« Il s’agit d'économie, imbécile »

Elizabeth May

Je n’ai jamais aimé ce slogan emblématique sorti du centre de planification de Clinton. J’éprouve une aversion viscérale à traiter quiconque « d’imbécile. » (Il s’agit sans aucun doute d’une réaction attribuable au fait d'avoir eu une mère qui croyait aux bonnes manières.)

Cela dit, ces mots courent dans ma tête comme au marathon de Boston depuis jeudi dernier et depuis la présentation du bilan financier par le gouvernement Harper. Comme je l’ai déjà bien expliqué, l’énoncé économique du gouvernement Harper envoyait le mauvais message – celui de l’austérité et de la restriction. Restons calmes et ne nous approchons pas de ces beaux cadeaux enrubannés qu'on nous présente en abondance pour le temps des Fêtes. Le gouvernement a inventé un surplus sur 5 ans que personne n’a cru.
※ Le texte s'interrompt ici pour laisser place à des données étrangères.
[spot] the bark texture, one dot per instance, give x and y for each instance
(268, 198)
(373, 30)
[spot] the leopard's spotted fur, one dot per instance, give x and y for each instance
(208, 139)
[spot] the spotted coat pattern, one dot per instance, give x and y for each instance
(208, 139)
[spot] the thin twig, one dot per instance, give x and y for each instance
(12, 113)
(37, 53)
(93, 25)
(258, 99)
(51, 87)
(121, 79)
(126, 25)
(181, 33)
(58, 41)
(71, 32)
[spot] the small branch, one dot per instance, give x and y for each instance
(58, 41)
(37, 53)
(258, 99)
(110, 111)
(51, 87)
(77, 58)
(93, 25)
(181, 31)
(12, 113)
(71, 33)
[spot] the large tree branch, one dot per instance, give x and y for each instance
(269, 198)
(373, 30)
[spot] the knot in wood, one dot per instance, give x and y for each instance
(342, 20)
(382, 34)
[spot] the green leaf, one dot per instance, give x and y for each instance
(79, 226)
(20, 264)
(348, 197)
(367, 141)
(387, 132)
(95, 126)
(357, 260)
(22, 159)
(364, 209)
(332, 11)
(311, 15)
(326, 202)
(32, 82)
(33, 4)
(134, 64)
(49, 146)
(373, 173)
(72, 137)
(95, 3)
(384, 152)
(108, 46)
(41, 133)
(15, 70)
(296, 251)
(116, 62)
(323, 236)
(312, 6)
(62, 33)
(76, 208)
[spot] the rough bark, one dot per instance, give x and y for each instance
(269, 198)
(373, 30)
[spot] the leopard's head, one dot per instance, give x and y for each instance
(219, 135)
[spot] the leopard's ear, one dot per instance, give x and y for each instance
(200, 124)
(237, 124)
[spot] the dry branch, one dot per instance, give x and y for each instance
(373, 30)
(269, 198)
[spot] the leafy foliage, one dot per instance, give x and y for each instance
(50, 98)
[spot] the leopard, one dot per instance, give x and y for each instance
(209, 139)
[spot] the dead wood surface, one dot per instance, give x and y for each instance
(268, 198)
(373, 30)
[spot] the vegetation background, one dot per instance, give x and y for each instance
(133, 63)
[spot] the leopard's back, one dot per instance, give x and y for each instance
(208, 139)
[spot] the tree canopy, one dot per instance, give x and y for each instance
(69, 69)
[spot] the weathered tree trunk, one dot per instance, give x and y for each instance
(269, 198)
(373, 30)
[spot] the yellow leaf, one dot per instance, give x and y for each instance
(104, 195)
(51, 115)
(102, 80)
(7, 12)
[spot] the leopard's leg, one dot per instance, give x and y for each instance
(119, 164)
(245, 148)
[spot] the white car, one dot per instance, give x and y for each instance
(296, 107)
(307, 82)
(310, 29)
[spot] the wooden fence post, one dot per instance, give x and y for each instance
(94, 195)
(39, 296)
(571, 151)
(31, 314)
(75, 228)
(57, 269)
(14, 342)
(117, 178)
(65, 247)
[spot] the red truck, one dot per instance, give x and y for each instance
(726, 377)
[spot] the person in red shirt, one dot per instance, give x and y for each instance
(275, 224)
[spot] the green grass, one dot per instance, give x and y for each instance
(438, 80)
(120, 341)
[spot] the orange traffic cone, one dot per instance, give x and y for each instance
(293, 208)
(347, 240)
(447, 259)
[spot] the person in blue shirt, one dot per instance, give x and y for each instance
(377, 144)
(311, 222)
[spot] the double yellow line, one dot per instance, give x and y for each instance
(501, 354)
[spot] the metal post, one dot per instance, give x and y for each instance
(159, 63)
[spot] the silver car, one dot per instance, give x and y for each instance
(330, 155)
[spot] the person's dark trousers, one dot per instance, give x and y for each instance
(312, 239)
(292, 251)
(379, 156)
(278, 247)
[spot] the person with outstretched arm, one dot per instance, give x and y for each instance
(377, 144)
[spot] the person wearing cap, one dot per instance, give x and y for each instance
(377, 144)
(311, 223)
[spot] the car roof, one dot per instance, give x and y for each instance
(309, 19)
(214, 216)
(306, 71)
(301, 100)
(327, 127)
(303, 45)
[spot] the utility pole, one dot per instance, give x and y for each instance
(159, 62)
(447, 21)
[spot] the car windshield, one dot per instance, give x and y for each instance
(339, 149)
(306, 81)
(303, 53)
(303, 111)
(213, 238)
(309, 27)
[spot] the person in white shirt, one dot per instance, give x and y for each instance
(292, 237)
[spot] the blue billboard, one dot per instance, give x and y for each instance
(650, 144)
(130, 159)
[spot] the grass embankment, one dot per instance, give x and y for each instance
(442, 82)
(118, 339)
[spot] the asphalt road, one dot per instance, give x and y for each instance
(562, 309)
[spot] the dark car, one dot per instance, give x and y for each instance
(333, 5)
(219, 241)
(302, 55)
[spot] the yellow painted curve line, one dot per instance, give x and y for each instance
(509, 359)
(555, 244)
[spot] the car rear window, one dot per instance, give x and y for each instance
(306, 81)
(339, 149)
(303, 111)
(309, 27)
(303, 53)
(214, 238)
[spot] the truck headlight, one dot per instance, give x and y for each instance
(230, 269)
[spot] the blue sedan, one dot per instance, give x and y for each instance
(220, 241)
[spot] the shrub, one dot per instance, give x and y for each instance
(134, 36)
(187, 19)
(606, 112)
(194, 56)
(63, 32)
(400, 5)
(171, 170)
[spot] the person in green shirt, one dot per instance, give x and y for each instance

Le tripotage des états financiers est une description populaire pour qualifier la méthode de gestion de M. Flaherty. De plus, dans le but d'obtenir un minuscule surplus, le gouvernement Harper a compté comme de l'argent en poche la vente d'actifs non spécifiés appartenant au gouvernement fédéral. Dans une entorse surprenante à ses engagements au Sommet de l’APEC tenu récemment au Pérou, le premier ministre a finalement annoncé des déficits, et l’entorse s’est poursuivie avec la présentation de son programme promis pour stimuler l’économie. Et, comme tout le monde le sait, sa tentative de faire passer un effort visant à mener son opposition politique à la faillite pour une mesure économique a été l’une des trop nombreuses tactiques impitoyables qu’il a mises en œuvre. La spectaculaire division du Parlement depuis ce jour a soulevé des éléments qui pourraient menacer la stabilité nationale.

Ces éléments ne se trouvent pas dans l’offre d'un gouvernement de coalition présentée par les partis de l'opposition. La menace contre l'unité nationale se trouve plutôt dans la réponse que donnent les Conservateurs de Harper pour empêcher cette coalition de prendre le pouvoir. Dans leur désir désespéré de s'accrocher au pouvoir, les Conservateurs risquent d'attiser la flamme du souverainisme québécois alors que la popularité d’un projet national au Québec est suffisamment faible au point que le Bloc se prépare à signer une trêve avec des partis fédéralistes. L’initiative du Bloc devrait être célébrée. Au lieu de cela, cette initiative ainsi que les aspirations du Québec sont diabolisées.

M. Harper a la mémoire extrêmement courte. Il semble avoir oublié qu’il a lui-même offert à MM. Layton et Duceppe de former un gouvernement avec eux plutôt que de déclencher des élections, si le gouvernement libéral minoritaire de Paul Martin était défait. Le fait qu’il ait compté sur le soutien du Bloc pour assurer la survie de son gouvernement lors de nombreuses motions de confiance lui a totalement sorti de l’esprit.

Pendant ce temps, la source de cette agitation, soit des perspectives économiques qui vont de mal en pis, est foulée aux pieds. S’il y avait la tenue d’un vote de confiance, la gouverneure générale pourrait décider, dans l’exercice de ses fonctions, de permettre la formation d’un gouvernement de coalition. Ce dernier pourrait ensuite mettre de l’avant un programme qui stimulerait l’économie. Par contre, si M. Harper réussit à éviter la tenue du vote, il sait qu’il sera perdant dans la prorogation de la Chambre des communes, car le pays sera plongé dans une campagne non officielle opposant les Conservateurs à la coalition jusqu’à ce que la Chambre reprenne ses activités. Les mesures destinées à stimuler l’économie seront remises à plus tard. Et l’humeur de la population risque de se détériorer.

Pendant toute la Deuxième Guerre mondiale, Winston Churchill s’est présenté à la Chambre. Il n’a jamais eu peur de débattre les politiques, car il avait un profond respect pour la démocratie et le processus parlementaire. Proroger la Chambre après une session parlementaire de deux semaines dans le but d’éviter de perdre un vote n’est pas très churchillien, et ce n’est pas non plus dans l’intérêt du pays.

Le Parti Vert appuie la coalition. Néanmoins, les esprits moins échauffés doivent conseiller la prudence dans tous les camps. Si M. Harper choisit de ne pas céder et de ne pas permettre la tenue du vote de confiance, la coalition devra trouver un moyen pour s’assurer que les actions du gouvernement servant à protéger notre économie ne seront pas utilisées pour exacerber davantage la situation.

Elizabeth May, O.C., est chef du Parti Vert du Canada.